ATI RN
ATI Pharmacology
1. A client in labor is receiving IV Opioid analgesics. Which of the following actions should the nurse take?
- A. Instruct the client to self-ambulate every 2 hours.
- B. Offer oral hygiene every 2 hours.
- C. Anticipate medication administration 2 hours prior to delivery.
- D. Monitor fetal heart rate every 2 hours.
Correct answer: B
Rationale: When a client is receiving IV Opioid analgesics during labor, the nurse should offer oral hygiene every 2 hours. Opioid analgesics can cause adverse effects like dry mouth, nausea, and vomiting. Providing oral hygiene care helps alleviate these symptoms and maintains the client's comfort and well-being during labor. Instructing the client to self-ambulate every 2 hours is not appropriate during labor as mobility may be limited. Anticipating medication administration 2 hours prior to delivery is not necessary as the timing of medication administration should be based on the client's needs and the progress of labor. Monitoring fetal heart rate every 2 hours is important during labor, but it is not specifically related to the client receiving IV Opioid analgesics.
2. A client has a new prescription for Omeprazole. Which of the following instructions should the nurse include?
- A. Take this medication before meals.
- B. Take this medication with food.
- C. Take this medication at bedtime.
- D. Take this medication with antacids.
Correct answer: A
Rationale: The correct answer is A: 'Take this medication before meals.' Omeprazole is a proton pump inhibitor that is most effective in reducing stomach acid production when taken before meals. This timing helps the medication work optimally by inhibiting acid secretion that occurs in response to food intake. Choice B ('Take this medication with food') is incorrect because Omeprazole should be taken before meals. Choice C ('Take this medication at bedtime') is incorrect as the optimal timing is before meals, not at bedtime. Choice D ('Take this medication with antacids') is incorrect because Omeprazole should not be taken with antacids as they can interfere with its absorption.
3. A client has a new prescription for Nitrofurantoin. Which of the following instructions should the nurse include?
- A. Take this medication with food.
- B. Avoid dairy products while taking this medication.
- C. Take this medication at bedtime.
- D. Increase your intake of vitamins.
Correct answer: A
Rationale: The correct instruction for a client prescribed Nitrofurantoin is to take the medication with food.
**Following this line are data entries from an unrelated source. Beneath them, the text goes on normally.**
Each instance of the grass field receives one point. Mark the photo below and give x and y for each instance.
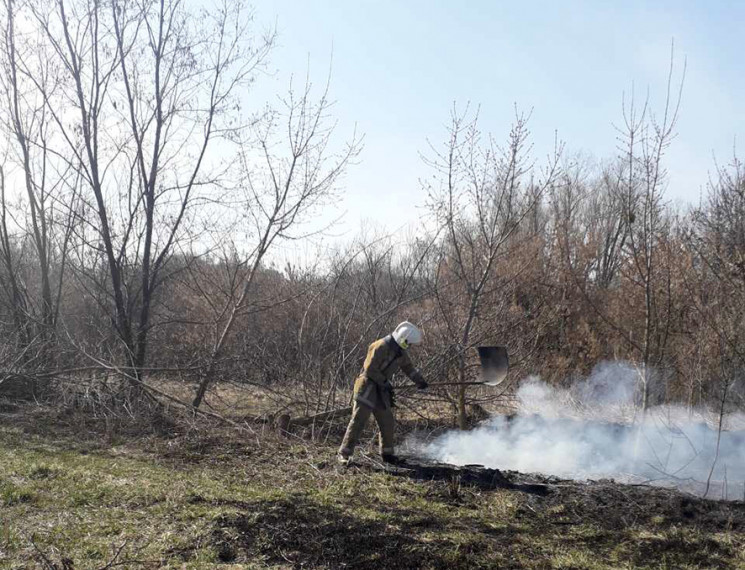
(201, 496)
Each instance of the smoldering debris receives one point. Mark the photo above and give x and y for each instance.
(593, 430)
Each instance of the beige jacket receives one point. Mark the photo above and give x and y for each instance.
(384, 358)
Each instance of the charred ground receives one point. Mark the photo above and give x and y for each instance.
(78, 493)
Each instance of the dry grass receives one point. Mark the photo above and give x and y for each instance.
(200, 495)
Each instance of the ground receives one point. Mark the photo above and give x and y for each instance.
(76, 493)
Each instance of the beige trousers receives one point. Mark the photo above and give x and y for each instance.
(360, 415)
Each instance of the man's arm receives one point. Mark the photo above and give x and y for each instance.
(374, 362)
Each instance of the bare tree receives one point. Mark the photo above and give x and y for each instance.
(481, 199)
(287, 169)
(145, 89)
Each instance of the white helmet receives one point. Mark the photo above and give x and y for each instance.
(407, 334)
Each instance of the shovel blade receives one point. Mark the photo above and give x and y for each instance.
(494, 364)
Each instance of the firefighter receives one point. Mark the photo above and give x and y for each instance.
(373, 392)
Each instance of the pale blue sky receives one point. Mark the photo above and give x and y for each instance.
(399, 66)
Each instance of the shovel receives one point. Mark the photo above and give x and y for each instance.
(494, 366)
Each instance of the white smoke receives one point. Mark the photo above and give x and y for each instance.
(593, 430)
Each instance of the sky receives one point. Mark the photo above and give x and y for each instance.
(398, 67)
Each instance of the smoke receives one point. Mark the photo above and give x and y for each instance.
(593, 430)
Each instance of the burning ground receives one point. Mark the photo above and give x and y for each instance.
(592, 429)
(195, 496)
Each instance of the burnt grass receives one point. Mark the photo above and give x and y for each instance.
(195, 495)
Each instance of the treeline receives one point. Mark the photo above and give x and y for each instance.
(141, 203)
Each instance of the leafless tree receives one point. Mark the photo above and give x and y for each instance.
(480, 198)
(287, 169)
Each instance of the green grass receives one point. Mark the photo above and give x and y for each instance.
(194, 502)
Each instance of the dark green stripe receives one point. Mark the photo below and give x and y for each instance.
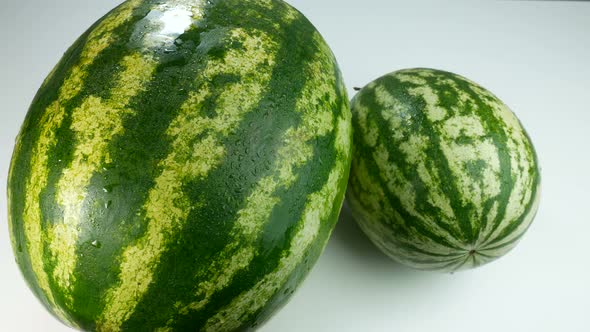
(29, 136)
(251, 150)
(100, 76)
(364, 152)
(514, 225)
(496, 131)
(120, 191)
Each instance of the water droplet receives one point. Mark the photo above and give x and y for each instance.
(109, 188)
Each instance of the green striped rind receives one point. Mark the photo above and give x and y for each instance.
(181, 168)
(444, 176)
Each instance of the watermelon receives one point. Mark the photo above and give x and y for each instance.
(181, 168)
(444, 177)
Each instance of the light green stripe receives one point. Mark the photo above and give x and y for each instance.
(167, 207)
(296, 150)
(521, 160)
(404, 190)
(95, 123)
(50, 121)
(249, 302)
(473, 190)
(526, 222)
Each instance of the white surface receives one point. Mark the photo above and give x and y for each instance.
(534, 55)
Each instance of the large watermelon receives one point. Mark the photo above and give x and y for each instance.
(182, 167)
(444, 177)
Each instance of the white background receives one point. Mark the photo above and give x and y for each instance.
(534, 55)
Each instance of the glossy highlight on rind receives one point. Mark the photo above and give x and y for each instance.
(444, 177)
(181, 168)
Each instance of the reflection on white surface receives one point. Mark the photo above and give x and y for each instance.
(163, 24)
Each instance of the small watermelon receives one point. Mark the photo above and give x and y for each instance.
(444, 177)
(182, 167)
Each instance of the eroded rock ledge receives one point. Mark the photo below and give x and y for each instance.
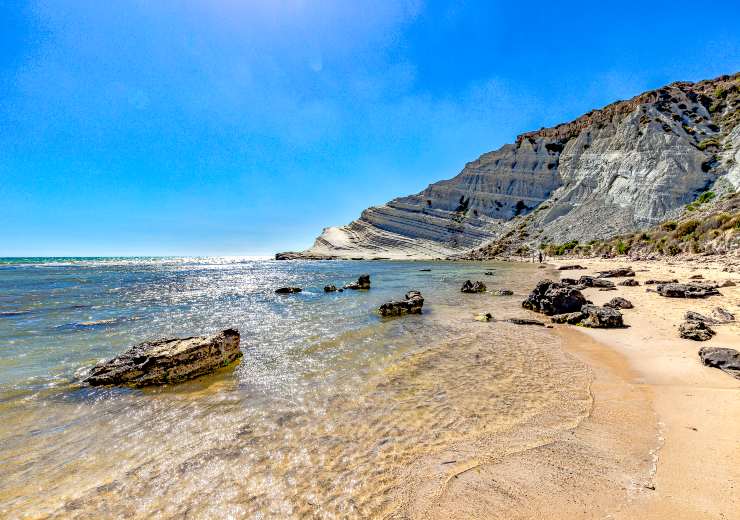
(169, 360)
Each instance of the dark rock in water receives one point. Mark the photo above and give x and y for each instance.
(619, 303)
(570, 267)
(550, 298)
(591, 281)
(685, 290)
(658, 282)
(571, 318)
(288, 290)
(470, 287)
(411, 305)
(525, 321)
(168, 360)
(695, 316)
(363, 282)
(617, 273)
(722, 315)
(601, 317)
(695, 330)
(726, 359)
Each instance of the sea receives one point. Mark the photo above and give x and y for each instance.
(333, 411)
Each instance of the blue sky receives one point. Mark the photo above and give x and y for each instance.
(239, 127)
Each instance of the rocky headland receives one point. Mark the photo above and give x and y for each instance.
(624, 168)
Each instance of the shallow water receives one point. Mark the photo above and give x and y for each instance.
(332, 413)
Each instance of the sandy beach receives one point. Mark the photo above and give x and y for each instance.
(696, 408)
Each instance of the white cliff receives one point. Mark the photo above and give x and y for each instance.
(625, 167)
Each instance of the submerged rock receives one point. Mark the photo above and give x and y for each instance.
(695, 330)
(726, 359)
(525, 321)
(686, 290)
(550, 298)
(288, 290)
(617, 273)
(473, 287)
(412, 304)
(619, 303)
(363, 282)
(601, 317)
(168, 360)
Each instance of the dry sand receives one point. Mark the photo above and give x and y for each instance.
(697, 408)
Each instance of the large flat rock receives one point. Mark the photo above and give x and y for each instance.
(168, 360)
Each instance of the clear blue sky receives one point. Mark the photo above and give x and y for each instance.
(238, 127)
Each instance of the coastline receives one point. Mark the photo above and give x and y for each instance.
(696, 407)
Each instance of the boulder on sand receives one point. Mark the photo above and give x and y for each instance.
(686, 290)
(590, 281)
(167, 360)
(550, 298)
(601, 317)
(619, 303)
(470, 287)
(726, 359)
(695, 330)
(412, 304)
(363, 282)
(571, 318)
(721, 315)
(288, 290)
(617, 273)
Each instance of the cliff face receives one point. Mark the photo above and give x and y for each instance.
(625, 167)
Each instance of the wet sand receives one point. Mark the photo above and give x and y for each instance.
(697, 408)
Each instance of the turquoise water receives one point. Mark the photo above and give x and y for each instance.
(325, 415)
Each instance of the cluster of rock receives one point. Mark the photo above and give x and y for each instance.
(169, 360)
(411, 304)
(566, 304)
(696, 326)
(726, 359)
(363, 282)
(686, 290)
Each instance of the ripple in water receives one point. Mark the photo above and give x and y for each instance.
(333, 412)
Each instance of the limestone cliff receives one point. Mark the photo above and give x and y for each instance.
(624, 167)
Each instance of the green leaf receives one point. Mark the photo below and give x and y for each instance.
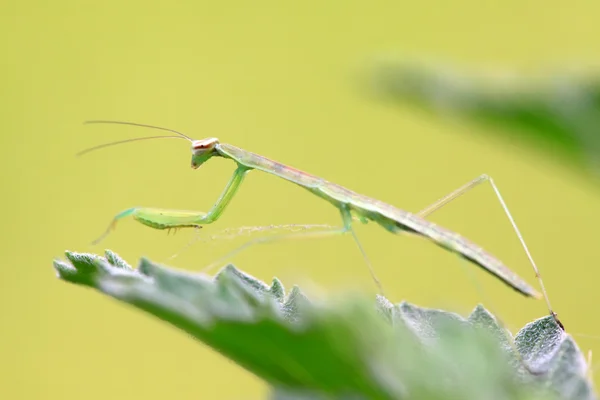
(560, 113)
(349, 347)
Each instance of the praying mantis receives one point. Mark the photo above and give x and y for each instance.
(351, 206)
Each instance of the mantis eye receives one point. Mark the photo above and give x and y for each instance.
(204, 144)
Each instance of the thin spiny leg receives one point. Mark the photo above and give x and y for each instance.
(248, 229)
(347, 218)
(253, 242)
(472, 184)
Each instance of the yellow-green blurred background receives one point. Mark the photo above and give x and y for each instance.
(280, 79)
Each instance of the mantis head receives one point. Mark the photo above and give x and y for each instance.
(202, 150)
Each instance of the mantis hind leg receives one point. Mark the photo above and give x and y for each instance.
(471, 185)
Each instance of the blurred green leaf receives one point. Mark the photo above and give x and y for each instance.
(560, 113)
(347, 348)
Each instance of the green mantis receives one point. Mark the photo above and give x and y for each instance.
(351, 206)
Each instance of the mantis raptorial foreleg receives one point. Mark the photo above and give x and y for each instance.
(174, 219)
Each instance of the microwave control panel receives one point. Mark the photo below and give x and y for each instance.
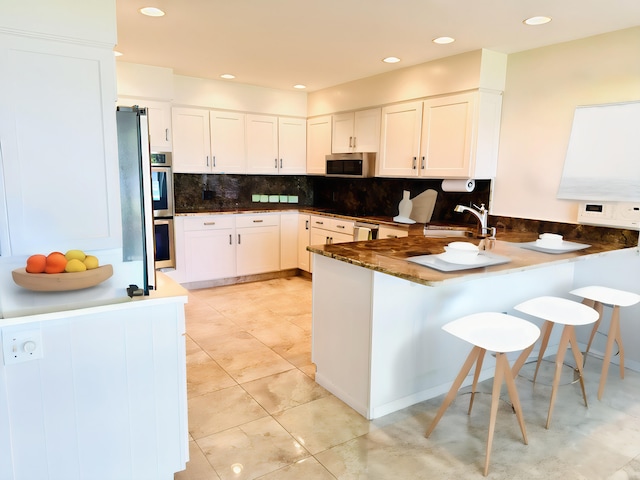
(610, 214)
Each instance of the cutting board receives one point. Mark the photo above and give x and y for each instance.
(423, 205)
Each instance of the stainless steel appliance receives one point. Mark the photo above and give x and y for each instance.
(162, 195)
(350, 165)
(135, 195)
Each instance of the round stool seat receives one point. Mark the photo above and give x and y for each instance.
(497, 332)
(608, 296)
(558, 310)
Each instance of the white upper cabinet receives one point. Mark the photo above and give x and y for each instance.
(159, 115)
(228, 153)
(276, 145)
(455, 136)
(191, 140)
(207, 141)
(356, 131)
(318, 144)
(58, 147)
(400, 143)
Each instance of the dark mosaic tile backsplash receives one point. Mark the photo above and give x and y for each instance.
(355, 197)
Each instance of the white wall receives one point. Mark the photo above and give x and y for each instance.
(543, 87)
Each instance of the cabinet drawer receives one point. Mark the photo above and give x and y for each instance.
(208, 222)
(260, 220)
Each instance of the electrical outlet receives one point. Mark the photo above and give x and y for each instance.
(21, 345)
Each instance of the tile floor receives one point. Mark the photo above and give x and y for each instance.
(255, 411)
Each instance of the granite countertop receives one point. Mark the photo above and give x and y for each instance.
(389, 256)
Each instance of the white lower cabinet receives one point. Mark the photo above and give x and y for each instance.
(258, 243)
(209, 247)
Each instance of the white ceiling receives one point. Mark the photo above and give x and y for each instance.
(321, 43)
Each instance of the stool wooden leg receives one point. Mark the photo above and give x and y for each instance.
(562, 350)
(546, 333)
(597, 306)
(613, 336)
(475, 379)
(515, 398)
(495, 397)
(473, 355)
(577, 355)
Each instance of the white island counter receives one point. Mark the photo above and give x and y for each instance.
(107, 399)
(377, 338)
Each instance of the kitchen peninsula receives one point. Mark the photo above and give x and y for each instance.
(377, 338)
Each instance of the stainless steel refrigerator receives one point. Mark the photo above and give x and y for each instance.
(136, 196)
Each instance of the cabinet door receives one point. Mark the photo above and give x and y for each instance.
(292, 146)
(447, 134)
(191, 140)
(342, 133)
(159, 115)
(262, 144)
(304, 239)
(209, 254)
(366, 135)
(400, 143)
(318, 144)
(58, 153)
(258, 250)
(288, 240)
(227, 142)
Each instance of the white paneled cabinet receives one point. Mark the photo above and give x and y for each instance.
(276, 145)
(59, 180)
(454, 136)
(258, 243)
(288, 240)
(356, 131)
(208, 141)
(318, 144)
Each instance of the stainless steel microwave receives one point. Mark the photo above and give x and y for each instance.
(351, 165)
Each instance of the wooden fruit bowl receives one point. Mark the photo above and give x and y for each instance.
(61, 282)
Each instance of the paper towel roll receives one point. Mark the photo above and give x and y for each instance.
(458, 185)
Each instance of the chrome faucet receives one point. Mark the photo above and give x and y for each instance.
(482, 214)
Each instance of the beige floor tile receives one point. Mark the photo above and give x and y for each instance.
(306, 469)
(323, 423)
(251, 450)
(198, 468)
(280, 392)
(222, 409)
(204, 375)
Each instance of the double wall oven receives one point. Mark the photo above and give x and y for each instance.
(162, 194)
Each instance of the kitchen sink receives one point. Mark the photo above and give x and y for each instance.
(442, 231)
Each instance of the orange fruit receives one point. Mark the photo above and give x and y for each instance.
(36, 263)
(56, 262)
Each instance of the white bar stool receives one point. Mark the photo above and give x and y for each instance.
(597, 297)
(500, 333)
(564, 312)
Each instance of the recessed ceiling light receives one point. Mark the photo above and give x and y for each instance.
(540, 20)
(443, 40)
(151, 12)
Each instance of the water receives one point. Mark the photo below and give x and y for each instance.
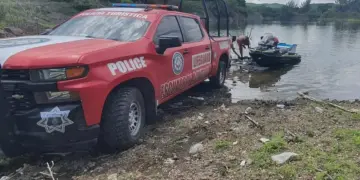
(330, 66)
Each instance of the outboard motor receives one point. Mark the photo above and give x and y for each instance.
(267, 41)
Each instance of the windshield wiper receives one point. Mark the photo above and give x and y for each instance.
(88, 36)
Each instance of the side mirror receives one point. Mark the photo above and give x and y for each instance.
(46, 32)
(233, 38)
(166, 42)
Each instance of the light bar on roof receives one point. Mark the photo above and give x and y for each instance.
(153, 6)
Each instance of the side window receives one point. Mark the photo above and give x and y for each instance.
(169, 27)
(191, 28)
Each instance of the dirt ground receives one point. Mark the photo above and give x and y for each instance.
(326, 140)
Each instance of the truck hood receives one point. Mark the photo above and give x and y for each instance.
(48, 51)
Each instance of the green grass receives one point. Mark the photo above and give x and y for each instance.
(333, 156)
(355, 116)
(262, 157)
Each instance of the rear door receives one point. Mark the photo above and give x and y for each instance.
(172, 64)
(198, 45)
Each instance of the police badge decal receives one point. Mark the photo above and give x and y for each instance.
(177, 63)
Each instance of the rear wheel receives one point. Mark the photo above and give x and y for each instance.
(123, 120)
(219, 80)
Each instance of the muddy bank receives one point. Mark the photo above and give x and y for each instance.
(227, 144)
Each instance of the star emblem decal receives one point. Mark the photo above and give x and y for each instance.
(55, 120)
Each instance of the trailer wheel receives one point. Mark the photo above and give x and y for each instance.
(123, 120)
(219, 80)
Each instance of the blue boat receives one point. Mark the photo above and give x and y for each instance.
(283, 54)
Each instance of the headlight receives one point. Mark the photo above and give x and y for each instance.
(56, 97)
(58, 74)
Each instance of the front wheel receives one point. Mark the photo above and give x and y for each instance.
(123, 120)
(219, 80)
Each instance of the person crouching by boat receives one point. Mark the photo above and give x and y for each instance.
(243, 41)
(269, 41)
(276, 41)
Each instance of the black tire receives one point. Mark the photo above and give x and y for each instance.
(219, 80)
(8, 143)
(12, 149)
(115, 126)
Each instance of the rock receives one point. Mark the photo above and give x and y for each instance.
(319, 109)
(112, 176)
(15, 31)
(248, 110)
(283, 157)
(196, 148)
(5, 178)
(281, 106)
(91, 164)
(243, 162)
(223, 108)
(264, 140)
(169, 161)
(236, 129)
(232, 158)
(249, 161)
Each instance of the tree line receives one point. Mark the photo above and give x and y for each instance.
(341, 9)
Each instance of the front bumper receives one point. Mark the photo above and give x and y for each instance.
(44, 128)
(55, 129)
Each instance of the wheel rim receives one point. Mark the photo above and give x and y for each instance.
(222, 75)
(134, 118)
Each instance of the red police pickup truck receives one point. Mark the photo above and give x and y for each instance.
(97, 79)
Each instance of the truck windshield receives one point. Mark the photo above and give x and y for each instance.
(104, 27)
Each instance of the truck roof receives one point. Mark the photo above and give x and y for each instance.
(136, 12)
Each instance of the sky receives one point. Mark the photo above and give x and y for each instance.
(285, 1)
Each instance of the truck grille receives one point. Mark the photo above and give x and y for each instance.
(8, 74)
(19, 99)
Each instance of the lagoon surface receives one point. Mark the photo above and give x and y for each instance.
(330, 66)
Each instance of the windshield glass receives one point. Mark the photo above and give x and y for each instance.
(105, 27)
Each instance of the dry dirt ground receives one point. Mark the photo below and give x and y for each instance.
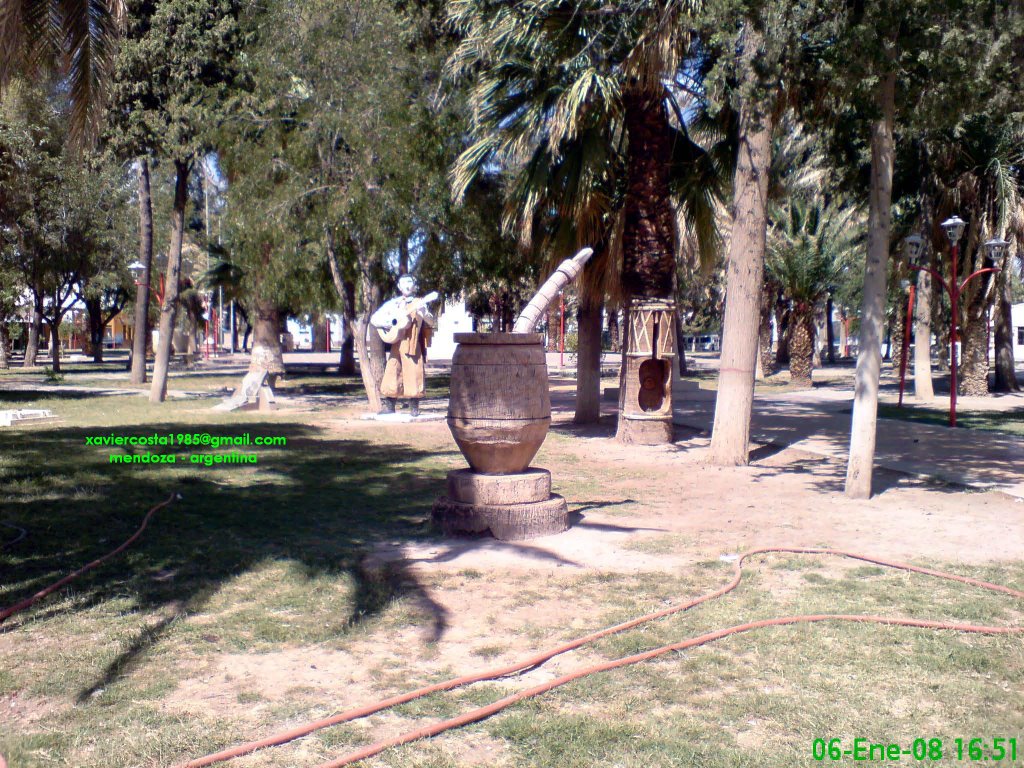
(638, 513)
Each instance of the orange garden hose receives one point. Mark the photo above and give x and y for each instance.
(8, 612)
(487, 711)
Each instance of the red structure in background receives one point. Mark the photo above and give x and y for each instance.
(953, 228)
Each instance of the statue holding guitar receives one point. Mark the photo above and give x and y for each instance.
(407, 324)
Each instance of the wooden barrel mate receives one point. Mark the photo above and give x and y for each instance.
(499, 410)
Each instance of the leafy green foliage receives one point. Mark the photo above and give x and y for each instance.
(810, 243)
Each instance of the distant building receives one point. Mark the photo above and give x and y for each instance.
(455, 318)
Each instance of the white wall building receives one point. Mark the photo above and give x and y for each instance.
(453, 320)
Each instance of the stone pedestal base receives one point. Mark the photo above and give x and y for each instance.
(510, 507)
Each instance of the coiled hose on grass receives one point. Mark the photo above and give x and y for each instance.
(8, 612)
(538, 658)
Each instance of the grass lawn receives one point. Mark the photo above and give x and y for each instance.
(261, 567)
(994, 421)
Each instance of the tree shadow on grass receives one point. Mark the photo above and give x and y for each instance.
(320, 502)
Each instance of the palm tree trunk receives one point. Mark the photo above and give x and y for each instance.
(802, 348)
(769, 366)
(923, 390)
(974, 352)
(35, 329)
(169, 310)
(783, 326)
(588, 409)
(140, 340)
(865, 398)
(744, 276)
(1006, 375)
(648, 249)
(829, 332)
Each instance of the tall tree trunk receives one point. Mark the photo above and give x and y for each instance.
(923, 390)
(141, 337)
(35, 329)
(554, 323)
(589, 361)
(55, 344)
(369, 347)
(4, 346)
(783, 328)
(829, 332)
(614, 331)
(94, 308)
(769, 366)
(402, 255)
(648, 242)
(744, 276)
(973, 335)
(169, 310)
(802, 348)
(346, 292)
(266, 339)
(865, 397)
(896, 332)
(681, 346)
(844, 337)
(1006, 375)
(346, 363)
(973, 374)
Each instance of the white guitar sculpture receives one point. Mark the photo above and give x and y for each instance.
(395, 315)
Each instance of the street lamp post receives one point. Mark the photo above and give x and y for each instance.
(914, 245)
(953, 228)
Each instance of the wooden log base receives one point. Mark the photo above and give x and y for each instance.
(522, 487)
(644, 431)
(507, 522)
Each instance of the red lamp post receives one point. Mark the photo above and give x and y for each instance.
(913, 247)
(953, 228)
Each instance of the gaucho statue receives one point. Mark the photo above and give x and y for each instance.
(407, 325)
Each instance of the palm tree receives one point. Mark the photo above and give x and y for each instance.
(809, 243)
(571, 99)
(976, 172)
(76, 39)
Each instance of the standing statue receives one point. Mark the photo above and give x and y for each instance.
(407, 325)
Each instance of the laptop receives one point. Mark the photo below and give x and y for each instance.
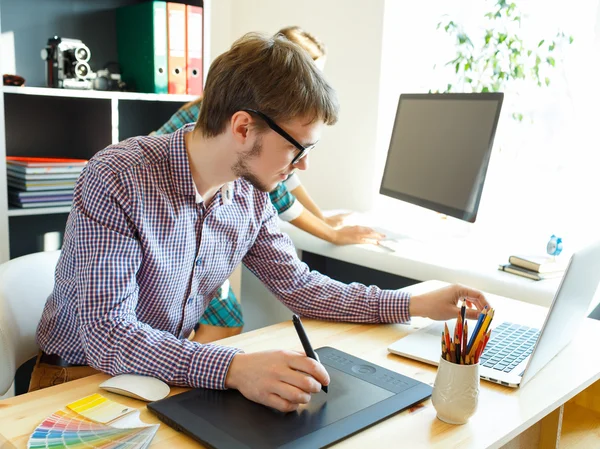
(517, 351)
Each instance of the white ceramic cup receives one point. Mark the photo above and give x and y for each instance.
(455, 392)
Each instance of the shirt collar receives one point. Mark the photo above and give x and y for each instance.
(226, 193)
(180, 165)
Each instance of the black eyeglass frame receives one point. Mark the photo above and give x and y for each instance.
(275, 127)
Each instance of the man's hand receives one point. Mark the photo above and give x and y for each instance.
(279, 379)
(356, 234)
(442, 304)
(338, 220)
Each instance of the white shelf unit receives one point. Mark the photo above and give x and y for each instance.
(18, 212)
(40, 121)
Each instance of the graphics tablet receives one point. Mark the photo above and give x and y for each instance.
(360, 394)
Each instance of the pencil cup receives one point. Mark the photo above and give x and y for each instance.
(455, 392)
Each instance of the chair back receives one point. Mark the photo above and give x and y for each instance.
(25, 284)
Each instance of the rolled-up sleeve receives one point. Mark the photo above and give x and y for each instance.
(273, 260)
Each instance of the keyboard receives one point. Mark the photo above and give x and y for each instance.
(509, 345)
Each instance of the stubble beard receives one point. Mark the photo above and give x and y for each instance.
(241, 169)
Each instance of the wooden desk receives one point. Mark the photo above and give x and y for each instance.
(528, 417)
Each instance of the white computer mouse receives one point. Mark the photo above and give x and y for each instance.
(135, 386)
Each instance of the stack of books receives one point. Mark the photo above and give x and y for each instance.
(535, 267)
(41, 181)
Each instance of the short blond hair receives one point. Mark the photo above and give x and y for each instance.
(309, 42)
(270, 74)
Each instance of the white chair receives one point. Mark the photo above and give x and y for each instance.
(25, 284)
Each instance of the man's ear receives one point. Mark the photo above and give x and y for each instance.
(240, 126)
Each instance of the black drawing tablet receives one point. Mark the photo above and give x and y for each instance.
(360, 394)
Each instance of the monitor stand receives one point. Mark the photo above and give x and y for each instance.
(422, 225)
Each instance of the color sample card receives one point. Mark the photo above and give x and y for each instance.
(100, 409)
(67, 429)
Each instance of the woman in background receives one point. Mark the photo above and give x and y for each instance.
(223, 316)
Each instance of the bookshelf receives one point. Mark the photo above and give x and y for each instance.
(40, 121)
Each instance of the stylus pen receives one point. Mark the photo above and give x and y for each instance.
(305, 343)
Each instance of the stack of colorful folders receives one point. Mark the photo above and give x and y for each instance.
(93, 422)
(42, 182)
(460, 348)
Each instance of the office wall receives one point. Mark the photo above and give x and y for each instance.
(342, 166)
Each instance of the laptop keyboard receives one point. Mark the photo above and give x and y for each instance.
(509, 345)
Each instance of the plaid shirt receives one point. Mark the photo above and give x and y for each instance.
(284, 202)
(143, 255)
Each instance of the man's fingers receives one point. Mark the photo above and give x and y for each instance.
(278, 403)
(302, 381)
(291, 394)
(310, 367)
(474, 297)
(472, 314)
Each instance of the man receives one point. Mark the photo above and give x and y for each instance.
(158, 223)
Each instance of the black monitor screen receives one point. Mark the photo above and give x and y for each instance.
(440, 149)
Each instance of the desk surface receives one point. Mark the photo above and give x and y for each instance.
(503, 412)
(464, 260)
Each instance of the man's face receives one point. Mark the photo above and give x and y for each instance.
(269, 161)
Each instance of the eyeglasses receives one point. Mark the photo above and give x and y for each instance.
(303, 150)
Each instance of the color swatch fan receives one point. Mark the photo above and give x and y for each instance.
(73, 430)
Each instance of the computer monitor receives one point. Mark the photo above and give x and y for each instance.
(440, 149)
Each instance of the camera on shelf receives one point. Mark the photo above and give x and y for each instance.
(67, 64)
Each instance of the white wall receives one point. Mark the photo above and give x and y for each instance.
(341, 173)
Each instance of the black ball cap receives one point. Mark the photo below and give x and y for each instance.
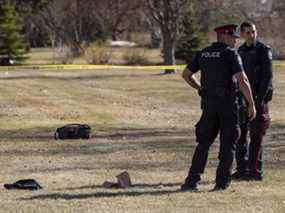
(230, 29)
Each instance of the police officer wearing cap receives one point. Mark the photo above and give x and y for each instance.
(257, 61)
(221, 74)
Taking Nitrofurantoin with food helps enhance absorption and reduces the risk of gastrointestinal side effects. It is important for the nurse to emphasize this instruction to ensure the client benefits optimally from the medication. Choices B, C, and D are incorrect. Avoiding dairy products is not specifically required with Nitrofurantoin. Taking the medication at bedtime is not a standard instruction. Increasing vitamin intake is not necessary in relation to Nitrofurantoin therapy.
4. When educating a client who has a new prescription for Hydrochlorothiazide, which of the following statements should the nurse include?
- A. Take this medication in the morning.
- B. You may need to increase your intake of potassium.
- C. This medication may cause drowsiness.
- D. Avoid consuming grapefruit.
Correct answer: B
Rationale: The correct statement to include when educating a client with a new prescription for Hydrochlorothiazide is that they may need to increase their intake of potassium. Hydrochlorothiazide is a thiazide diuretic that can lead to potassium loss. Monitoring potassium levels and increasing potassium intake if necessary can help prevent complications associated with hypokalemia. Option A is not directly related to the medication's specific instructions. Option C is incorrect as Hydrochlorothiazide typically does not cause drowsiness. Option D is unrelated, as there is no interaction between Hydrochlorothiazide and grapefruit.
5. A client is receiving treatment with etoposide. Which of the following findings should the nurse monitor?
- A. Hypotension
- B. Hyperkalemia
- C. Hyperglycemia
- D. Hypertension
Correct answer: A
Rationale: Etoposide, a chemotherapeutic agent, commonly causes hypotension as an adverse effect. It is crucial for the nurse to monitor the client for signs of hypotension, such as dizziness, lightheadedness, or a drop in blood pressure, to promptly intervene and prevent complications.